Master MySQL Indexes: Types, Structures, and Optimization Strategies
This article explains the fundamental concepts and practical design of MySQL indexes, covering implementation-level index types, application-level index categories, the differences between clustered and non‑clustered indexes, B‑Tree and hash structures, covering indexes, and best‑practice strategies for optimal query performance.
1. Common Index Types (Implementation)
Indexes aim to achieve fast data lookup, essentially acting as a search algorithm. In MySQL the data volume is typically massive and constantly changing, so the index structure must handle large, dynamic datasets efficiently.

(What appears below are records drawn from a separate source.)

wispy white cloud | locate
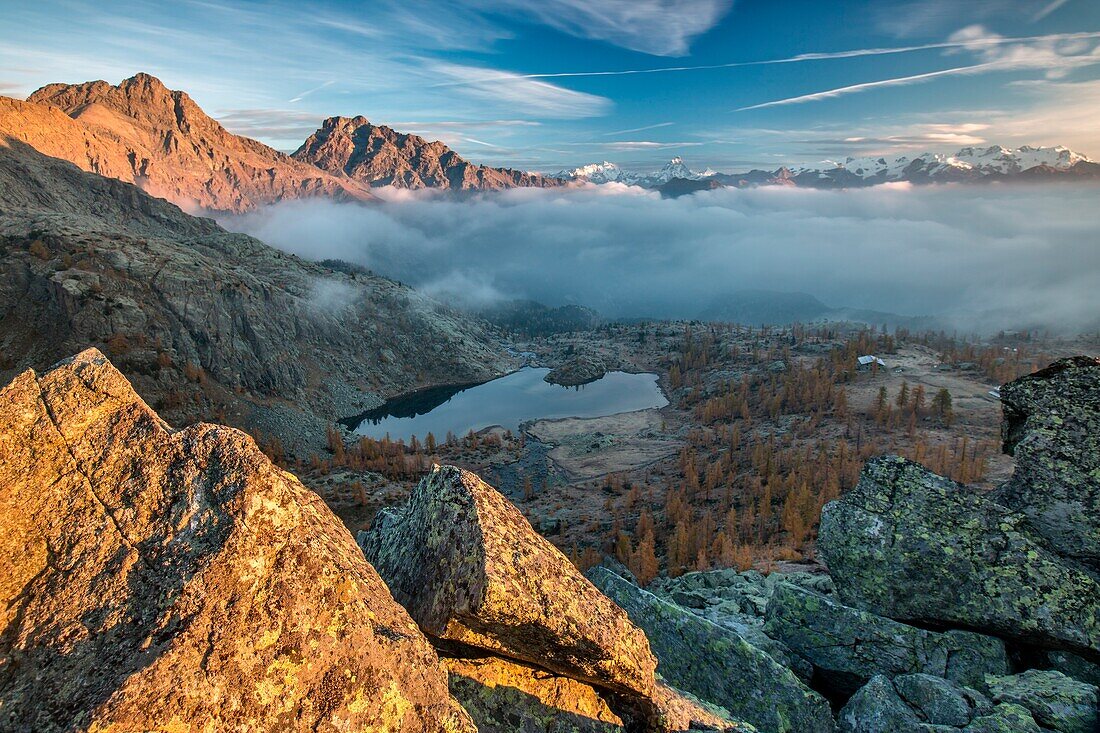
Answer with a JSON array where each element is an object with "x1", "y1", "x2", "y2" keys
[
  {"x1": 1032, "y1": 0, "x2": 1069, "y2": 23},
  {"x1": 869, "y1": 0, "x2": 1051, "y2": 37},
  {"x1": 473, "y1": 0, "x2": 733, "y2": 56},
  {"x1": 595, "y1": 140, "x2": 703, "y2": 152},
  {"x1": 734, "y1": 25, "x2": 1100, "y2": 112},
  {"x1": 734, "y1": 64, "x2": 993, "y2": 112},
  {"x1": 424, "y1": 26, "x2": 1100, "y2": 87},
  {"x1": 215, "y1": 108, "x2": 322, "y2": 141},
  {"x1": 287, "y1": 79, "x2": 336, "y2": 105},
  {"x1": 431, "y1": 63, "x2": 612, "y2": 119},
  {"x1": 603, "y1": 122, "x2": 675, "y2": 136}
]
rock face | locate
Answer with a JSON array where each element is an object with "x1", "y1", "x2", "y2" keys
[
  {"x1": 996, "y1": 357, "x2": 1100, "y2": 571},
  {"x1": 836, "y1": 675, "x2": 1041, "y2": 733},
  {"x1": 589, "y1": 566, "x2": 833, "y2": 733},
  {"x1": 818, "y1": 457, "x2": 1100, "y2": 658},
  {"x1": 443, "y1": 657, "x2": 754, "y2": 733},
  {"x1": 542, "y1": 354, "x2": 607, "y2": 386},
  {"x1": 0, "y1": 350, "x2": 475, "y2": 733},
  {"x1": 360, "y1": 467, "x2": 656, "y2": 699},
  {"x1": 989, "y1": 669, "x2": 1100, "y2": 733},
  {"x1": 9, "y1": 74, "x2": 374, "y2": 212},
  {"x1": 765, "y1": 583, "x2": 1009, "y2": 694},
  {"x1": 443, "y1": 657, "x2": 625, "y2": 733},
  {"x1": 294, "y1": 117, "x2": 563, "y2": 190},
  {"x1": 642, "y1": 568, "x2": 833, "y2": 682},
  {"x1": 0, "y1": 131, "x2": 509, "y2": 451}
]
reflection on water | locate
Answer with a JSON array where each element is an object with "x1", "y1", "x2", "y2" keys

The most common implementation‑level strategies are B‑Tree (actually B+Tree) and Hash indexes.
B‑Tree (B+Tree) Index
MySQL refers to its index type as B‑Tree, but it uses the B+Tree data structure. In a B+Tree, leaf nodes store all index values, internal nodes store navigation pointers, and leaf nodes are linked together to support range scans.
create table User(
`name` varchar(50) not null,
`uid` int(4) not null,
`gender` int(2) not null,
key(`uid`)
);When rows with uid values 96‑102 are inserted, the storage engine builds an index tree where:
Leaf nodes contain every index value; non‑leaf nodes help locate the correct leaf.
Leaf nodes are ordered.
Leaf nodes are linked via a doubly‑linked list for efficient range queries.
In InnoDB, the primary key forms a clustered B+Tree; secondary (non‑clustered) indexes store the primary key value in leaf nodes and require an additional lookup to retrieve the full row.

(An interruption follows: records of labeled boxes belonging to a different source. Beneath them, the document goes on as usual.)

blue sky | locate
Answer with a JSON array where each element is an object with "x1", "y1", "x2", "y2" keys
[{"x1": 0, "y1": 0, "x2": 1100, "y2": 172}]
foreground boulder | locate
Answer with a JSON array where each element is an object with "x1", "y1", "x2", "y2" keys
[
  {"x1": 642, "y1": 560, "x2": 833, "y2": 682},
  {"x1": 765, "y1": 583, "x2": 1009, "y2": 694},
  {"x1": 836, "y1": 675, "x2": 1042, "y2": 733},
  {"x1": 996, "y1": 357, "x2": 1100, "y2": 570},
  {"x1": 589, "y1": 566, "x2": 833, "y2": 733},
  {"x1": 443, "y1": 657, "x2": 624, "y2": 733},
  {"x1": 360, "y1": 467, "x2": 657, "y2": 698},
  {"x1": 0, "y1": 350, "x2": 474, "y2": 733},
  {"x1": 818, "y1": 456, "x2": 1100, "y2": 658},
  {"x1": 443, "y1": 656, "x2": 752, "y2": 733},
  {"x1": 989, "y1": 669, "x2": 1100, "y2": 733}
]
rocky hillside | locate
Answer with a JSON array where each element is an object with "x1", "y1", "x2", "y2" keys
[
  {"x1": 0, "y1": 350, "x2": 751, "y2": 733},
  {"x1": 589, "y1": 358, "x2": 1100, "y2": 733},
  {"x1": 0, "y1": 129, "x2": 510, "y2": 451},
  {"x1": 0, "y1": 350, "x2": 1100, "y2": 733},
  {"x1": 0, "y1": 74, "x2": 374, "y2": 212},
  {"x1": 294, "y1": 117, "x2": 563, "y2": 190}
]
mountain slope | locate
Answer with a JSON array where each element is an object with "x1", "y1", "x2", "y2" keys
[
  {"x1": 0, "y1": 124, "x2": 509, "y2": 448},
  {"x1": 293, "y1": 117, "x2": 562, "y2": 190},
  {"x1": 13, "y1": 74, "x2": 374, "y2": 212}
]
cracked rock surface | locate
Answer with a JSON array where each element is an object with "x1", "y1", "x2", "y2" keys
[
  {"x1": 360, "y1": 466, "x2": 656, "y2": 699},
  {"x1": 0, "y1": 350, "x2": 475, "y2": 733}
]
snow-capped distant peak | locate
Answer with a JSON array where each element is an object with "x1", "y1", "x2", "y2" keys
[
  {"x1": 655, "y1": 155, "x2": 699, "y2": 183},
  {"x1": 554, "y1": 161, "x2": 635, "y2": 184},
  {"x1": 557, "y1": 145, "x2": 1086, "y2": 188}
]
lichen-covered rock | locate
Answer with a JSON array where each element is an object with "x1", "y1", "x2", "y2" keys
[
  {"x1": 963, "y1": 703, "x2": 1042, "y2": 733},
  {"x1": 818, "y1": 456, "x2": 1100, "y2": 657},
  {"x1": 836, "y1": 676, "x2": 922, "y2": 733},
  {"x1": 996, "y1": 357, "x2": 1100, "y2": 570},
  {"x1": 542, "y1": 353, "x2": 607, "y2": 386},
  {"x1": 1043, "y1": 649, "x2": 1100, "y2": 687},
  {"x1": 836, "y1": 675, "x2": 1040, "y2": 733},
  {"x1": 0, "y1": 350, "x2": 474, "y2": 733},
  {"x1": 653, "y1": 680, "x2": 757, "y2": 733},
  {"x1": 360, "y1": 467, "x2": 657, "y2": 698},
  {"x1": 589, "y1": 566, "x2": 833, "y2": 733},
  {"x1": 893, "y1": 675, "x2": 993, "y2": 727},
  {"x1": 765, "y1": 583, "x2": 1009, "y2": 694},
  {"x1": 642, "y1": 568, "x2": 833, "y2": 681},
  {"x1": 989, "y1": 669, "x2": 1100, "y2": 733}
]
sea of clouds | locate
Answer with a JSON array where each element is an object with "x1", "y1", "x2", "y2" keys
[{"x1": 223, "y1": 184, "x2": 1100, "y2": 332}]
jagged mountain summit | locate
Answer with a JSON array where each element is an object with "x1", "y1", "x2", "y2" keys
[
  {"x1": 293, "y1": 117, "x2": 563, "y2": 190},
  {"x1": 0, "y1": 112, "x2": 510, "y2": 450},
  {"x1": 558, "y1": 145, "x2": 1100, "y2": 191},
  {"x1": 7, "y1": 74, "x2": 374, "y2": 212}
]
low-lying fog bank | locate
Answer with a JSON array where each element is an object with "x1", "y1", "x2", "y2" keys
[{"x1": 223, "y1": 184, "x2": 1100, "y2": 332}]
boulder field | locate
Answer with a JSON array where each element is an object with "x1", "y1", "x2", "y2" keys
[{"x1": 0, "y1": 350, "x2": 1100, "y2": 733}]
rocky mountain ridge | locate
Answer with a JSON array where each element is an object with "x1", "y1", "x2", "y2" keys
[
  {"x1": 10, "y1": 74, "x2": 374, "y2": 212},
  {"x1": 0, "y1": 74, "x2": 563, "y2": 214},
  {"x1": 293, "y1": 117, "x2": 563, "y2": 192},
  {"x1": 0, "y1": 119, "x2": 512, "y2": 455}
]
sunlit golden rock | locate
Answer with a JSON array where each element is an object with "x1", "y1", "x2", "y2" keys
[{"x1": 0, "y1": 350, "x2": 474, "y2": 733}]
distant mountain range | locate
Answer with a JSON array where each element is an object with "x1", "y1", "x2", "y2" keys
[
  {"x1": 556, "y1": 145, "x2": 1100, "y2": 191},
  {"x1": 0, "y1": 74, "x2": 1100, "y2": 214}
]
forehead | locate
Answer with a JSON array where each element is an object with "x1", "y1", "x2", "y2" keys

In MyISAM, leaf nodes store a pointer to the row data instead of the primary key.
Hash Index
Hash indexes use a hash table and are only effective for exact‑match queries on all indexed columns.
create table User(
`name` varchar(50) not null,
`uid` int(4) not null,
`gender` int(2) not null,
key(`name`)
);Lookup steps for select * from User where name='张三':
Compute the hash value, e.g., hash('张三') = 1287.
Locate the bucket (row number) corresponding to the hash.
Read the row and verify that name equals '张三'.
2. Common Index Types (Application Layer)
Primary Key Index : Unique, usually the table's ID; a table can have only one primary key.
Unique Index : Enforces uniqueness; a table may have multiple unique indexes.
Single‑Column Index : Index on a single field.
create table User(
`name` varchar(50) not null,
`uid` int(4) not null,
`gender` int(2) not null,
key(`name`)
);Composite (Multi‑Column) Index : Index on two or more columns; must obey the leftmost‑prefix rule.
create table User(
`name` varchar(50) not null,
`uid` int(4) not null,
`gender` int(2) not null,
key(`name`,`uid`)
);3. Clustered vs. Non‑Clustered Indexes
A clustered index stores the row data together with the index key in the leaf nodes of a B+Tree. In InnoDB the primary key is the clustered index; if no primary key exists, the engine chooses a unique non‑null index or creates a hidden one.
create table test(
col1 int not null,
col2 int not null,
primary key(col1),
key(col2)
);In the example, col1 forms the clustered index, while col2 creates a secondary (non‑clustered) index.
In a non‑clustered index, leaf nodes store only the indexed column(s) and a pointer (the primary key) to the clustered index row.
Query example: select * from test where col2=93; requires two lookups—first the secondary index to find the primary key, then the clustered index to retrieve the full row.
4. Covering Index
A covering index contains all columns required by a query, eliminating the need to read the table data.
create table User(
`name` varchar(50) not null,
`uid` int(4) not null,
`gender` int(2) not null,
key(`uid`,`name`)
);Query:
select name,uid from User where name in ('a','b') and uid >= 98 and uid <= 100;Because the query accesses only name and uid, the composite index (uid, name) can satisfy the request directly from the index tree, avoiding a table lookup.
Benefits: eliminates the extra lookup on the primary (clustered) index and reduces I/O, greatly improving read performance.
5. Best Index Usage Strategies
Index columns must be independent; they cannot be part of expressions or functions (e.g., col1 + 1 = 100 or ABS(col1) = 100 are invalid).
Observe the leftmost‑prefix rule: for a composite index (col1, col2), queries that filter on col2 alone cannot use the index.
Index values should not be NULL; a single NULL in a column renders the index ineffective.
Prefer clustered and covering indexes whenever possible, as they store the needed data in the index leaf nodes and avoid costly table lookups.
Use short (prefix) indexes for long string columns to save space while still providing selective filtering.